Mon service militaire fini, ma mère consulta un de ses amis architecte â Paris et décida de me faire faire l'école des Beaux Arts, section architecture. Ce fut la décision la plus sage qu'elle prit dans toute sa vie. Cette décision était sage mais elle n'était pas raisonnée. Évidemment le bachot n'était pas nécessaire pour se présenter au concours d'entrée, c'était là une condition ou plutôt une absence de condition qui me convenait parfaitement, pourtant les objections ne manquaient pas d'autre part. Je jouissais dans la famille de la réputation d'être doué pour le dessin et pour rien d'autre.
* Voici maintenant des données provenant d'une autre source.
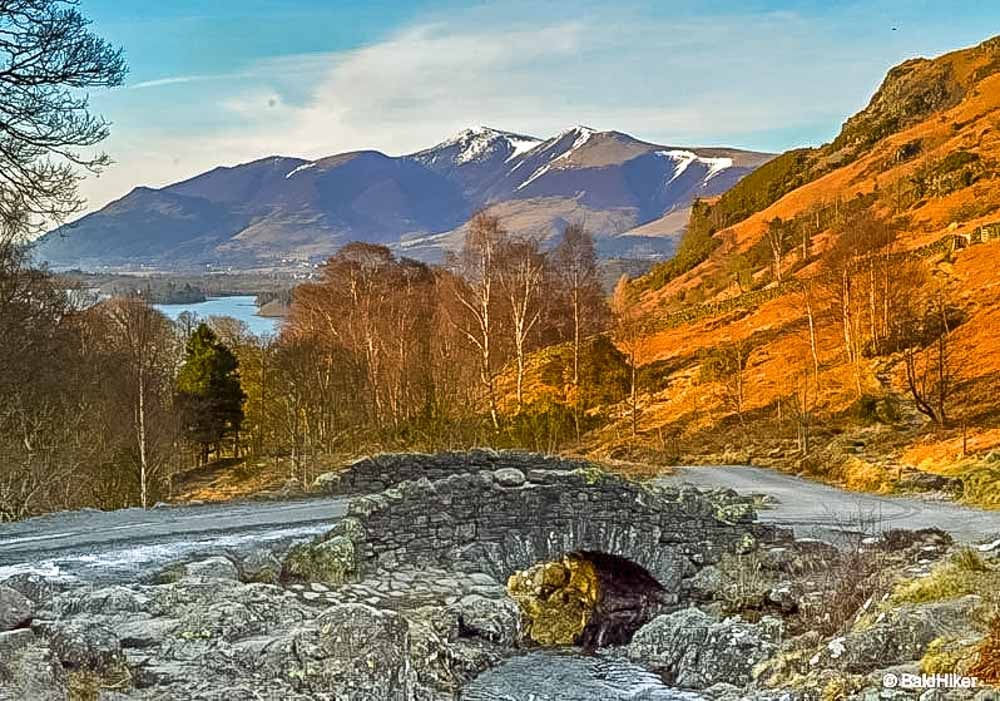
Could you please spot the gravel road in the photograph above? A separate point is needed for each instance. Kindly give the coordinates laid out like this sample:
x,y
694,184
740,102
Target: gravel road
x,y
107,546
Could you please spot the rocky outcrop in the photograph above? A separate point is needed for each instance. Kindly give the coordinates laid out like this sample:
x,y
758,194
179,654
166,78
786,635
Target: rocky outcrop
x,y
558,599
694,650
15,609
486,522
357,652
331,561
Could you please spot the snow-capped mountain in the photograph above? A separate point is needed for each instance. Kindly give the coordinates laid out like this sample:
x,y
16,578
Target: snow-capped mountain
x,y
279,209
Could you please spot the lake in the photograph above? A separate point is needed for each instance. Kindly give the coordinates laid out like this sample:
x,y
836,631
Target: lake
x,y
242,307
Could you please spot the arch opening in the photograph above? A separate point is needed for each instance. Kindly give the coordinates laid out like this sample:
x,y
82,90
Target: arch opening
x,y
588,598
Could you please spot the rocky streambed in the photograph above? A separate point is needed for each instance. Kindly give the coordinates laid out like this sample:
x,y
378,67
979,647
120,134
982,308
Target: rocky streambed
x,y
370,610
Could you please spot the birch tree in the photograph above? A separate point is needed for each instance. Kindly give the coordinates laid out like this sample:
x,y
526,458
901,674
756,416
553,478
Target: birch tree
x,y
520,273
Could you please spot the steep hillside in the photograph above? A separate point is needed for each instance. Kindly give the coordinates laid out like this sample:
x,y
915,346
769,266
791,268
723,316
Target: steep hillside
x,y
922,160
277,208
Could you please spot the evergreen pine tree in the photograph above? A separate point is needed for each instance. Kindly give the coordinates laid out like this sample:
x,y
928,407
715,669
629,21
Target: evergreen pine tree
x,y
209,394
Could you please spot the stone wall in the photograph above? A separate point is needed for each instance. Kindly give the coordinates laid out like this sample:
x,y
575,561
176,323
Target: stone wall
x,y
506,520
374,474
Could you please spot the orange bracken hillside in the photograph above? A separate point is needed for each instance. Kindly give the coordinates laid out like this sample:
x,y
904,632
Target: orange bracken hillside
x,y
924,156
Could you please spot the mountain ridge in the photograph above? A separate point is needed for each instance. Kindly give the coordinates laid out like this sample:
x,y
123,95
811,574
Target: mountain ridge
x,y
278,210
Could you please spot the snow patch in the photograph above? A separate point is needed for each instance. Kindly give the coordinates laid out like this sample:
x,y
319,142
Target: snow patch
x,y
307,166
535,176
478,144
987,547
683,159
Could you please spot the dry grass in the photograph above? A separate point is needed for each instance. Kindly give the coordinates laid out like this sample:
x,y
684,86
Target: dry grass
x,y
987,665
963,573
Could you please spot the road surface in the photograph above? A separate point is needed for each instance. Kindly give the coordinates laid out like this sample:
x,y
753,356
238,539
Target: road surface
x,y
813,509
108,546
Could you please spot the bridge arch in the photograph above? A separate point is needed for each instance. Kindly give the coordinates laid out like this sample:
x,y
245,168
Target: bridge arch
x,y
508,519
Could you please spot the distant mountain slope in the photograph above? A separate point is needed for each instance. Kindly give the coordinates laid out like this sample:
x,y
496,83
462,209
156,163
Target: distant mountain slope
x,y
285,209
924,156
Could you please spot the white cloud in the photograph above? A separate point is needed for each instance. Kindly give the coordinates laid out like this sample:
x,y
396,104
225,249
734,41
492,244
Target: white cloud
x,y
679,82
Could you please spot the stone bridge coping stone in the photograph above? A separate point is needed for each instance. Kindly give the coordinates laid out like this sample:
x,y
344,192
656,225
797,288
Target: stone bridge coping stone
x,y
507,519
377,473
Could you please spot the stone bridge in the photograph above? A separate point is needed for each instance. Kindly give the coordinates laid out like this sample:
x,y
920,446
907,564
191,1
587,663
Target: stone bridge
x,y
507,519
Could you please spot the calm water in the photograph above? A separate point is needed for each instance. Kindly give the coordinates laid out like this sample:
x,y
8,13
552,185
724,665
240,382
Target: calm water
x,y
243,308
570,676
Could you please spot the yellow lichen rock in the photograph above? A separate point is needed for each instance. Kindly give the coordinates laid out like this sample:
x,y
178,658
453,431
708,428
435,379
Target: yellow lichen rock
x,y
557,598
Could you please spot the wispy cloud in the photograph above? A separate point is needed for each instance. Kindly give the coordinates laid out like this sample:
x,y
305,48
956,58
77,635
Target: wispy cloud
x,y
679,80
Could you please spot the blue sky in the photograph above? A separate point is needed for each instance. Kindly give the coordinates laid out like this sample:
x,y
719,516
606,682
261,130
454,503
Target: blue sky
x,y
224,82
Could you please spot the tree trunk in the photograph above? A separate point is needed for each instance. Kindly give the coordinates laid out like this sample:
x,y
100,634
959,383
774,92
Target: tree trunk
x,y
143,460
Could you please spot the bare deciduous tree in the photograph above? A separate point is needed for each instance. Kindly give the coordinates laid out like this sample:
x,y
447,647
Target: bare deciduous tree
x,y
478,264
521,272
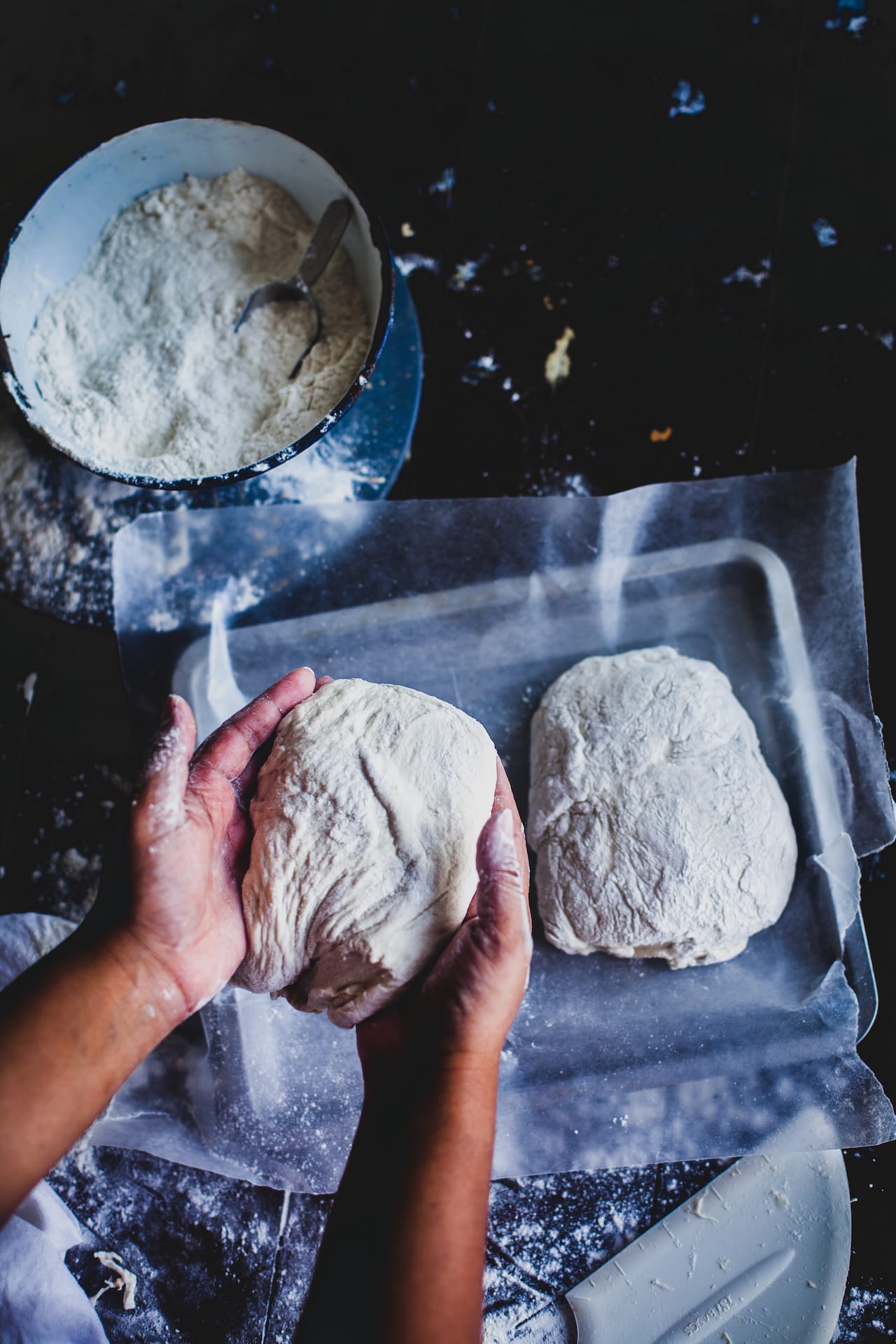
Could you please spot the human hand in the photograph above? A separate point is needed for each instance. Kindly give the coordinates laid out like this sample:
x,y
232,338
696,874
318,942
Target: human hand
x,y
461,1009
191,838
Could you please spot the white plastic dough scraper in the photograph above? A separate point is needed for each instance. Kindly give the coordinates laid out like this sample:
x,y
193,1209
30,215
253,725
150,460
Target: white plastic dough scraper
x,y
761,1253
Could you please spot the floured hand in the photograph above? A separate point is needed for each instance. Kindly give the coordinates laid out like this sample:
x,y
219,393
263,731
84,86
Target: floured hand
x,y
191,838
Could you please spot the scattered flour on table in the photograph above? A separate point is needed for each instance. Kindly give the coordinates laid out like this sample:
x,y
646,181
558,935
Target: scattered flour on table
x,y
137,355
867,1313
58,519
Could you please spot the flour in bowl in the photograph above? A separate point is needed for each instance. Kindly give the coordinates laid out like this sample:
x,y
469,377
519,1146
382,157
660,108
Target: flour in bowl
x,y
137,355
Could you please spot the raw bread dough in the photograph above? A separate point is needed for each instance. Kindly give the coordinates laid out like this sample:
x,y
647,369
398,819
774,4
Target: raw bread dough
x,y
363,862
660,830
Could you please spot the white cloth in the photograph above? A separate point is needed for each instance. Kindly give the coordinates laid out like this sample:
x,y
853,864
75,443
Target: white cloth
x,y
41,1301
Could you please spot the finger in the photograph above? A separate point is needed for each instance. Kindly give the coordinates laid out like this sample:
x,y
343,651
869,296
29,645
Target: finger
x,y
230,749
160,803
501,899
504,799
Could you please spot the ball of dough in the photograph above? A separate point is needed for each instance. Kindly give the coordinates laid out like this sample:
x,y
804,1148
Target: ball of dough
x,y
363,862
660,831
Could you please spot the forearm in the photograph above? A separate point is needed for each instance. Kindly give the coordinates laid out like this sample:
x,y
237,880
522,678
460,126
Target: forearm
x,y
402,1259
71,1030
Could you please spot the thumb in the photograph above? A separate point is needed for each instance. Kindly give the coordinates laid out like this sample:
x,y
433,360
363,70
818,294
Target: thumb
x,y
501,902
160,803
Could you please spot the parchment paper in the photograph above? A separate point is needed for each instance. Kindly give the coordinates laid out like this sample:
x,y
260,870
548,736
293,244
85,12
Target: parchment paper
x,y
484,603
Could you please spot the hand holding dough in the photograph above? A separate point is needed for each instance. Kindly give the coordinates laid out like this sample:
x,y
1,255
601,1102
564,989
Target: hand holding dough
x,y
363,863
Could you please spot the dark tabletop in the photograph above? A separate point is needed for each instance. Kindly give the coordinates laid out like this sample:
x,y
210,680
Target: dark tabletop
x,y
703,194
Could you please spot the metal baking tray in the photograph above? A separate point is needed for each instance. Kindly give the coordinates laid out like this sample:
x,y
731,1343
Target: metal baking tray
x,y
493,648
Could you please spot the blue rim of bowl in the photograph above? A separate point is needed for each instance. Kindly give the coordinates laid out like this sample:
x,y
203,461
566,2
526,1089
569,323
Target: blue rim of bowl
x,y
282,454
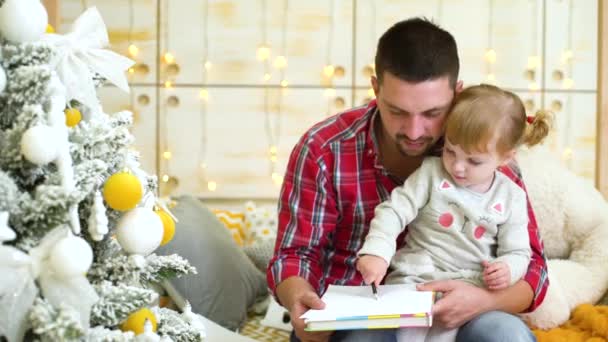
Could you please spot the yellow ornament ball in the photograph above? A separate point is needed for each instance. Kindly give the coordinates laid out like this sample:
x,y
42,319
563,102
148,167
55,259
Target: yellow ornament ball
x,y
122,191
72,117
168,226
135,322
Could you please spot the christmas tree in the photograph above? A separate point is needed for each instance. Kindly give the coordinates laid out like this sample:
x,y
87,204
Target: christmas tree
x,y
79,220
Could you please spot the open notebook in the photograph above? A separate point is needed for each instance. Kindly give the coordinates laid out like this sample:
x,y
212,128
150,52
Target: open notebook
x,y
354,307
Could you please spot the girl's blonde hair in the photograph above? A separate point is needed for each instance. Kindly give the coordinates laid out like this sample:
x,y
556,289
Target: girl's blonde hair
x,y
485,114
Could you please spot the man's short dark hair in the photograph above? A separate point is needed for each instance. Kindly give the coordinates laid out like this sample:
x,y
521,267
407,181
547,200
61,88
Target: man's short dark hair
x,y
417,50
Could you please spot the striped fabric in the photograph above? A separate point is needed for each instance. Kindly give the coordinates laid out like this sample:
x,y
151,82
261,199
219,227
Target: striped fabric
x,y
332,184
235,222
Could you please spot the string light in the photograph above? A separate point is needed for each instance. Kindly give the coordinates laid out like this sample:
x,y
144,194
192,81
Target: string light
x,y
567,56
169,58
273,130
329,92
133,50
280,62
204,96
329,69
263,52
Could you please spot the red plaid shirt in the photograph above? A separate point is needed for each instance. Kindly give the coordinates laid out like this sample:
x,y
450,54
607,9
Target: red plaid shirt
x,y
332,184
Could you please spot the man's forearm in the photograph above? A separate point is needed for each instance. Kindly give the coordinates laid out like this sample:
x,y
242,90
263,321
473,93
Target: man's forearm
x,y
288,289
514,299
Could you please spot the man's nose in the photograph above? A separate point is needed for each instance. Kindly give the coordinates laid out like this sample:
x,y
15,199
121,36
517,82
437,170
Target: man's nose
x,y
413,127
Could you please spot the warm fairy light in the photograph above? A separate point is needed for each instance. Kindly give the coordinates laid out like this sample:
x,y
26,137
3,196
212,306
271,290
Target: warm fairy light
x,y
567,154
567,83
533,62
133,50
533,86
280,62
329,70
169,58
204,94
566,56
263,52
490,56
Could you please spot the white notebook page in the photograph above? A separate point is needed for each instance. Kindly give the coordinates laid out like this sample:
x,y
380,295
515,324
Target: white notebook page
x,y
353,301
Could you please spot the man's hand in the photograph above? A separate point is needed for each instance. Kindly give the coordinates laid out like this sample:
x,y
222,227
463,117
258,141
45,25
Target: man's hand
x,y
459,303
497,275
372,268
298,296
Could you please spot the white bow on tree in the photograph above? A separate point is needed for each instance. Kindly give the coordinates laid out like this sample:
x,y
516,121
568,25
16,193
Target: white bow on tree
x,y
81,54
60,284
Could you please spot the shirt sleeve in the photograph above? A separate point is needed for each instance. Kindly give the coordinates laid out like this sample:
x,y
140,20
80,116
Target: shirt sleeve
x,y
512,240
393,215
307,216
536,274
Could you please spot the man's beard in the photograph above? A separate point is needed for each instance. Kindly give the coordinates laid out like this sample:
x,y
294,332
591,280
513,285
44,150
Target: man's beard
x,y
402,140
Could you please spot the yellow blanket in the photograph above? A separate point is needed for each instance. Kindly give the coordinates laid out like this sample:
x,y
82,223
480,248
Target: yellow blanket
x,y
588,323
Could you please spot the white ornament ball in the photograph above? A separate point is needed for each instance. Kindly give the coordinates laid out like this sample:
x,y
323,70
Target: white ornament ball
x,y
139,231
23,20
2,79
71,256
40,144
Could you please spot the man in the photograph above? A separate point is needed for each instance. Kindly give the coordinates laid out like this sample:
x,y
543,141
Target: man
x,y
346,165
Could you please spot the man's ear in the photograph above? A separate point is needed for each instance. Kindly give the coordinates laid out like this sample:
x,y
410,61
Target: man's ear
x,y
459,86
375,85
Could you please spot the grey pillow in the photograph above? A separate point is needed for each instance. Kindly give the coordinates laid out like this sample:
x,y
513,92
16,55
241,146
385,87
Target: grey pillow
x,y
227,283
260,253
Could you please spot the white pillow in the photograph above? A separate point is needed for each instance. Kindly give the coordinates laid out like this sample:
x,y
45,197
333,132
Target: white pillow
x,y
277,316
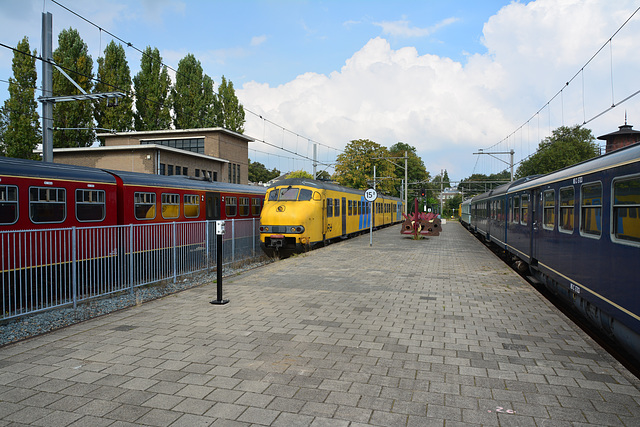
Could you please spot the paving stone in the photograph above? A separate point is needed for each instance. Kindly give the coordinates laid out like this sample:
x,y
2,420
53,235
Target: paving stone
x,y
437,332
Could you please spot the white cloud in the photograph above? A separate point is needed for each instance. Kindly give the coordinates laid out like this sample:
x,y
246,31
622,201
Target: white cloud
x,y
448,109
402,29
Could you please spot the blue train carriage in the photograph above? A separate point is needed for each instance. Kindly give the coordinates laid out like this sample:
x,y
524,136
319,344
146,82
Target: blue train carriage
x,y
300,214
579,230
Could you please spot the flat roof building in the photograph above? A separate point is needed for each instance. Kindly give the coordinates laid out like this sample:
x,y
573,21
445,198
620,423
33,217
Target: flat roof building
x,y
216,154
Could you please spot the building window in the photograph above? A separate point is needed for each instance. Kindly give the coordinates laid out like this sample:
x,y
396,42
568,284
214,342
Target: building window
x,y
144,205
170,206
549,212
195,145
8,204
244,206
626,209
90,205
256,206
47,204
191,206
567,202
591,210
231,207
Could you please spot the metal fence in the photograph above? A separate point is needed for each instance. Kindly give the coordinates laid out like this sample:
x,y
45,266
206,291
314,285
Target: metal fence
x,y
43,269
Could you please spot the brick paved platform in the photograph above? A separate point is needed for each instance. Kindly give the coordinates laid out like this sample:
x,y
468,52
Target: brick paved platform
x,y
436,332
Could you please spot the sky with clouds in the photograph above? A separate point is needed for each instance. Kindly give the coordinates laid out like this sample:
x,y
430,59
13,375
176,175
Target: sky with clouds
x,y
446,77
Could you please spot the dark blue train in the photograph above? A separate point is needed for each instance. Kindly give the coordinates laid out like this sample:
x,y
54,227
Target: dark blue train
x,y
578,232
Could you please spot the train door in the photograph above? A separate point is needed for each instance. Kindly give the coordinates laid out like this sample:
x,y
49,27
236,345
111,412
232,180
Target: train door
x,y
536,223
344,217
213,205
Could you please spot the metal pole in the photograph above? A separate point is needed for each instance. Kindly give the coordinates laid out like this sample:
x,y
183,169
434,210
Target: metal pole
x,y
406,181
47,87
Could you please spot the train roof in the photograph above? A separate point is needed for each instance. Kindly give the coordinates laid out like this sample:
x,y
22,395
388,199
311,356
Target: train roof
x,y
181,181
321,185
502,189
36,169
620,157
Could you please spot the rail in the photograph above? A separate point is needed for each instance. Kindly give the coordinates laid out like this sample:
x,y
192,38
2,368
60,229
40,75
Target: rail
x,y
45,269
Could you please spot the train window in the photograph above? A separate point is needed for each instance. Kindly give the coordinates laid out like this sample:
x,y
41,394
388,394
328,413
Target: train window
x,y
626,209
170,206
305,195
144,205
191,205
549,209
8,204
256,206
524,209
591,209
244,206
90,205
567,202
230,206
288,193
515,215
47,204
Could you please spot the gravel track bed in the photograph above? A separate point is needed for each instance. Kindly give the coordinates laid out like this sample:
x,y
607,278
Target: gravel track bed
x,y
15,330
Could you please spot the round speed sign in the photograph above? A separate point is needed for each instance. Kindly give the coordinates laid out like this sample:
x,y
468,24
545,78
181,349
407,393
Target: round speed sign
x,y
370,195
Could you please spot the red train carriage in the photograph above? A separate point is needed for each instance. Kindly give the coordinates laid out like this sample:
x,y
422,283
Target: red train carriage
x,y
62,224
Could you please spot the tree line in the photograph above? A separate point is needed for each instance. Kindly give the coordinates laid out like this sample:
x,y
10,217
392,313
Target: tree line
x,y
151,101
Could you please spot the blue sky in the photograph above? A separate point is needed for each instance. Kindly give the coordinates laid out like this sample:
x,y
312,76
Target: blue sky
x,y
447,77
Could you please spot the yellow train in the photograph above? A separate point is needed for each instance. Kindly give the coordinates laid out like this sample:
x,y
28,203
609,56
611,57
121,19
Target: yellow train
x,y
300,214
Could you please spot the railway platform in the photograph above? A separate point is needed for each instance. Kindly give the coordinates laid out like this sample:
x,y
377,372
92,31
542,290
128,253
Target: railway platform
x,y
432,332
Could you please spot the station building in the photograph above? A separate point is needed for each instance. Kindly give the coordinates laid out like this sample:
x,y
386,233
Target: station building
x,y
215,154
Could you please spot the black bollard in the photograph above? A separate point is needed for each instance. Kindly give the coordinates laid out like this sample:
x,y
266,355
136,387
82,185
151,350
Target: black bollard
x,y
219,234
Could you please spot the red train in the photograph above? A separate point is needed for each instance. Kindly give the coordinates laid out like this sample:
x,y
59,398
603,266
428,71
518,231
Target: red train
x,y
37,195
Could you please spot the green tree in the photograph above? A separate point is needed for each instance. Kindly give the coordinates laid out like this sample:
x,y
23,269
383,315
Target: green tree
x,y
151,86
189,98
417,174
565,147
354,167
259,173
228,111
300,174
323,176
21,133
479,183
72,55
114,75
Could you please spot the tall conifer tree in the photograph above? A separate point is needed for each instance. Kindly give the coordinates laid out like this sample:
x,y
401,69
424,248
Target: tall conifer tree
x,y
189,97
21,128
114,75
228,111
72,55
151,86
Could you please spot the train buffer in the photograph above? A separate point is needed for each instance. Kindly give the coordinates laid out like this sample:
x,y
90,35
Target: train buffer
x,y
421,223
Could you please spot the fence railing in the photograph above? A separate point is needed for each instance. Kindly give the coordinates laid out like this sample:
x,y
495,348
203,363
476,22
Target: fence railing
x,y
44,269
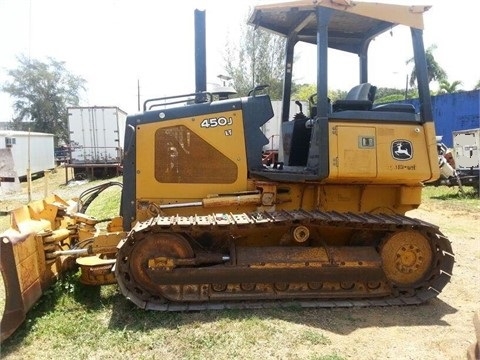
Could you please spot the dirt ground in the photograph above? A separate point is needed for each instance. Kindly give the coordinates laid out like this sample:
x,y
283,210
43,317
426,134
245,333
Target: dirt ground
x,y
440,329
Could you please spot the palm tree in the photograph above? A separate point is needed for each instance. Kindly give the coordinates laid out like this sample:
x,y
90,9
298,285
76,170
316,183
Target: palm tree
x,y
435,71
445,87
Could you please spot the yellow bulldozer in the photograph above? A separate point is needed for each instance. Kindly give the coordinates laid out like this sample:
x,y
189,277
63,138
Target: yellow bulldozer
x,y
204,224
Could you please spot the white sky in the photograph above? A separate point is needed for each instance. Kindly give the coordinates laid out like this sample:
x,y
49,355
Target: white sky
x,y
114,43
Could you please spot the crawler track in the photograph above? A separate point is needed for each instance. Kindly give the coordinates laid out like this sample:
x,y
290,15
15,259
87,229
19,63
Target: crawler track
x,y
165,264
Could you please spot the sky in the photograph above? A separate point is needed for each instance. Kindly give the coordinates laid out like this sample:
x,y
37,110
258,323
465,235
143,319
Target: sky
x,y
116,44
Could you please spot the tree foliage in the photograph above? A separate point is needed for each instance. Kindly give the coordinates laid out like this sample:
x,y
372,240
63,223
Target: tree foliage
x,y
434,71
446,87
42,93
257,60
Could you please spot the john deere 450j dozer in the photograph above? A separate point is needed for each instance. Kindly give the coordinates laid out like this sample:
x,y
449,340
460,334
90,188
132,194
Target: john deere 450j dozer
x,y
204,224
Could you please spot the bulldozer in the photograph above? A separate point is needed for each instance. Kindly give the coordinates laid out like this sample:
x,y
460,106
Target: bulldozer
x,y
205,224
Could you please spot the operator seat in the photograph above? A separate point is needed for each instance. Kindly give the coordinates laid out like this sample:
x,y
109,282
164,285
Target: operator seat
x,y
360,97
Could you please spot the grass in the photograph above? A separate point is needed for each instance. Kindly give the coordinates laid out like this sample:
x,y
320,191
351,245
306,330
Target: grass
x,y
74,321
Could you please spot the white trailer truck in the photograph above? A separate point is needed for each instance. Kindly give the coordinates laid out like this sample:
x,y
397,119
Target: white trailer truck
x,y
96,140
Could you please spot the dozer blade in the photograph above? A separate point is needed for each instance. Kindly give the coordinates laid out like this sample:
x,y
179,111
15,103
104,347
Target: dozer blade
x,y
25,270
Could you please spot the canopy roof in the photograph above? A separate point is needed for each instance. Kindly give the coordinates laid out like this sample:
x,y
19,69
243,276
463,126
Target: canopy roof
x,y
353,24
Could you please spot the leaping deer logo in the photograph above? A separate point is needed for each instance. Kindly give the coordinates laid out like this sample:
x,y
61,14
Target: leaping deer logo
x,y
402,150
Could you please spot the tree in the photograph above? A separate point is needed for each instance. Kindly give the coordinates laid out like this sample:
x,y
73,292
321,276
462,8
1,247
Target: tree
x,y
435,71
445,87
42,93
258,60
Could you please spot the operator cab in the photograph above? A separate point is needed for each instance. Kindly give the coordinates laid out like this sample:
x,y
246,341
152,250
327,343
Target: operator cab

Évidemment je n'avais jamais donné aucune preuve de vocation pour quoi que ce soit d'autre, mais quant au dessin, â part le don certain d'attraper la ressemblance quand je faisais un portrait, rien n'était plus éloigné de ma vocation que le dessin: à vrai dire j'ai toujours détesté ce genre de travail qui me demande un effort douloureux. J'aime la technologie, voire la physique, beaucoup la littérature, je crois l'avoir démontré depuis puisque je suis devenu un écrivain pour ouvrages techniques bons ou mauvais, ce n'est pas â moi d'en décider. Alors pourquoi l'école des Beaux Arts ? Ne cherchez pas la raison la dedans. Personnellement je n'avais pas la maturité d'esprit suffisante pour avoir une opinion personnelle et je suivis docilement les conseils de ma mère.
Le concours d'entrée aux Beaux Arts de Paris faisait appel aux facultés de dessinateur, mais était bien plus orienté vers les mathématiques élémentaires que vers le dessin. J'avais fait un peu de dessin technique aux chantiers de la Loire et au régiment pendant mes stages, c'était assez pour le peu qu'on demandait, mais de mathématiques je n'en avais jamais fait, jamais. Heureusement l'homme qui sortait du régiment était un tout autre homme que celui qui y était entré, le réveil était total et je fus reçu au concours 25 ème sur 50 reçus et 400 présentés et cela au bout de seulement six mois de travail. J'étais certes le principal artisan de ma réussite, mais je dois montrer ici ma reconnaissance envers deux répétiteurs intelligents, dévoués et compétents qui m'aidèrent fort dans mon succès qui parut fracassant à tous ceux qui m'avaient connu auparavant. Ce fut comme une nouvelle naissance.
J'ai souvent réfléchi à ma jeunesse, comme le font tous les vieillards. J'ai fini par conclure que mon apathie première avait été plus utile que nuisible, c'est elle qui a évité à mon esprit d'être totalement paralysé par l'enseignement officiel, et elle a ainsi prolongé mon état d'enfance jusqu'à vingt ans, tandis que d'autres sont arrêtés vers 16. J'apprenais peu mais je n'ai rien oublié de ce que j'ai appris. Je n'allais pas vite à apprendre, mais j'ai pu apprendre longtemps et me souvenir beaucoup.